Cette cellule a pour mission de formuler une feuille de route sur l’intégration
de l’IA dans les missions de la Banque, en identifiant les bénéfices potentiels
ainsi que les risques à encadrer. Les banques centrales ne sont pas seules sur
ce chemin. Elles sont accompagnées par leurs partenaires techniques et
financiers dont le Fonds monétaire international (Fmi), la Banque mondiale, la
Banque des règlements internationaux, venus partager leurs expériences et
outils d’accompagnement lors de cette conférence.
L’objectif
de la rencontre de Dakar n’était pas d’apporter des solutions toutes faites, a
précisé le gouverneur Jean-Claude Kassi Brou, mais d’ouvrir un cadre d’échanges
sur les bonnes pratiques, les expérimentations en cours et les enjeux éthiques
et techniques de l’usage de l’IA dans la régulation monétaire.
À
l’échelle mondiale, la question de l’éthique de l’intelligence artificielle est
centrale. Le sommet sur l’IA tenu à Paris en février 2025 a conduit à une
déclaration commune de plus de 60 pays en faveur d’une IA ouverte, inclusive et
éthique. Une orientation que l’Afrique partage pleinement, à travers ses
initiatives et la vision inclusive portée par ses institutions.
Marché numérique intégré
Dans
la dynamique impulsée par la Bceao pour une inclusion numérique et financière
renforcée en Afrique de l’ouest, la Commission économique pour l’Afrique (Cea)
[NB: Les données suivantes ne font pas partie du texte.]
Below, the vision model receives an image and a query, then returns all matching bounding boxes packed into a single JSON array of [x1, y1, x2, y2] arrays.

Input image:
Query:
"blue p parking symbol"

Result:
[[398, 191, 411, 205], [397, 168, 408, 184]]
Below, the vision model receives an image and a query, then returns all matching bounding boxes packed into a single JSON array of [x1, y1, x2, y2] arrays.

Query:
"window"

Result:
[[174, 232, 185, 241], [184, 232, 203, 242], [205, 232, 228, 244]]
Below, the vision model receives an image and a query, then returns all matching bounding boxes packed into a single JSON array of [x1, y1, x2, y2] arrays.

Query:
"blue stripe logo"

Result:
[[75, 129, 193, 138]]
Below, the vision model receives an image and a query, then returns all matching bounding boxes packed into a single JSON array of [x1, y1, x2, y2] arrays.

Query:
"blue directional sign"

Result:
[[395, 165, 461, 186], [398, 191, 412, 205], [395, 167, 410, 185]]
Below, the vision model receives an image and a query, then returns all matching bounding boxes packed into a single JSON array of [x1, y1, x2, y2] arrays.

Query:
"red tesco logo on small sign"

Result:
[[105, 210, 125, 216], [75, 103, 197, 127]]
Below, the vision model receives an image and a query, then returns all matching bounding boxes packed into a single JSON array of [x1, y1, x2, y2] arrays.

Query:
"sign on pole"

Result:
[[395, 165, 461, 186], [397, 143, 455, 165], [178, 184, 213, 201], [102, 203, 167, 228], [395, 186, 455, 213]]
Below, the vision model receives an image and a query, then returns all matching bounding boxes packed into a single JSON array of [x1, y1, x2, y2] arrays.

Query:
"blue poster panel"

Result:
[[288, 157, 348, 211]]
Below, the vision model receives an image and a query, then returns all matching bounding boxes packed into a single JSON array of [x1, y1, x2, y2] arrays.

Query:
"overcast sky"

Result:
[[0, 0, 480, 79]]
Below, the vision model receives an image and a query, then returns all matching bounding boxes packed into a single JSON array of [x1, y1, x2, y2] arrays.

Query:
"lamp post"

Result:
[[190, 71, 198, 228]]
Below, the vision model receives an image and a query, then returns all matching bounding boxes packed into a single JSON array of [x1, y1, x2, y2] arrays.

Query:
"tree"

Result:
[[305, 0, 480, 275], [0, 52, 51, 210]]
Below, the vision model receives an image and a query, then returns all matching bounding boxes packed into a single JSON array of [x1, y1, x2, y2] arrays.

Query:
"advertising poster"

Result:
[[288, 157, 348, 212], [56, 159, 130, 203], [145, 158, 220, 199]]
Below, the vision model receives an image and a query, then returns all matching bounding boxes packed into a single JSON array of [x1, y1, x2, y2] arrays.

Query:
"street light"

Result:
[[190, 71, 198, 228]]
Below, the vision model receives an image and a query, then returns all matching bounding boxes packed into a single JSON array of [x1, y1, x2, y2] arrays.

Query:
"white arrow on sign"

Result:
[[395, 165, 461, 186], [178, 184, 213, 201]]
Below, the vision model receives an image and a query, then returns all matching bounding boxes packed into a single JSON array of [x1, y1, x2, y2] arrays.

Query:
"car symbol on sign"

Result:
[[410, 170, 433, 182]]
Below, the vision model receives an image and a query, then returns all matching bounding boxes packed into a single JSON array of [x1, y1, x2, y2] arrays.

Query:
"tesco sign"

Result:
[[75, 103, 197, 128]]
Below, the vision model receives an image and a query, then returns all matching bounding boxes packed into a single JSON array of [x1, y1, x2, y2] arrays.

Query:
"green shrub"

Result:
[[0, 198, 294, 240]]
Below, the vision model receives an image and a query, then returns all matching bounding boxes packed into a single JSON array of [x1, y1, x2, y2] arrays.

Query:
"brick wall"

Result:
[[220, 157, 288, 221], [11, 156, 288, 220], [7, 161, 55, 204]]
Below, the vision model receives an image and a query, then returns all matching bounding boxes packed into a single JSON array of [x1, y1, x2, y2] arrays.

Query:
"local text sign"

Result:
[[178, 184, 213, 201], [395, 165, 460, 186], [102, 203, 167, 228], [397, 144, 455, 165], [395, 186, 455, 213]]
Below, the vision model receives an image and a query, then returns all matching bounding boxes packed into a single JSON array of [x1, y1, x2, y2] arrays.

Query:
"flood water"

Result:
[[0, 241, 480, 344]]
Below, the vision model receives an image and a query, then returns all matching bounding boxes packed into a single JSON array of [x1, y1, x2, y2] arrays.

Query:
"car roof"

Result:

élargit la perspective. À travers son cadre d’action pour l’économie numérique
et la Stratégie de transformation numérique pour l’Afrique (2020-2030), la Cea
mise sur un marché numérique unique, sécurisé et juridiquement encadré, soutenu
par la Zone de libre-échange continentale africaine. L’objectif est de bâtir
une économie numérique inclusive où les Africains, pleinement acteurs,
bénéficient de la libre circulation des données, des services et des
innovations, sur fond d’infrastructures robustes, de gouvernance numérique
harmonisée et d’un capital humain renforcé. La Cea place également les start-up
et la jeunesse au cœur d’un écosystème numérique panafricain en devenir. Ce
cadre vise à lever les barrières réglementaires, stimuler l’innovation, et faire
des jeunes Africains non seulement des utilisateurs, mais aussi des producteurs
de solutions digitales adaptées au continent.
Alors que les technologies évoluent à une vitesse vertigineuse, le continent semble déterminé à prendre le train en marche, voire à en devenir un moteur. La transformation numérique de ses systèmes financiers et administratifs, appuyée par l’Intelligence artificielle, pourrait bien constituer l’un des leviers majeurs de la prochaine décennie.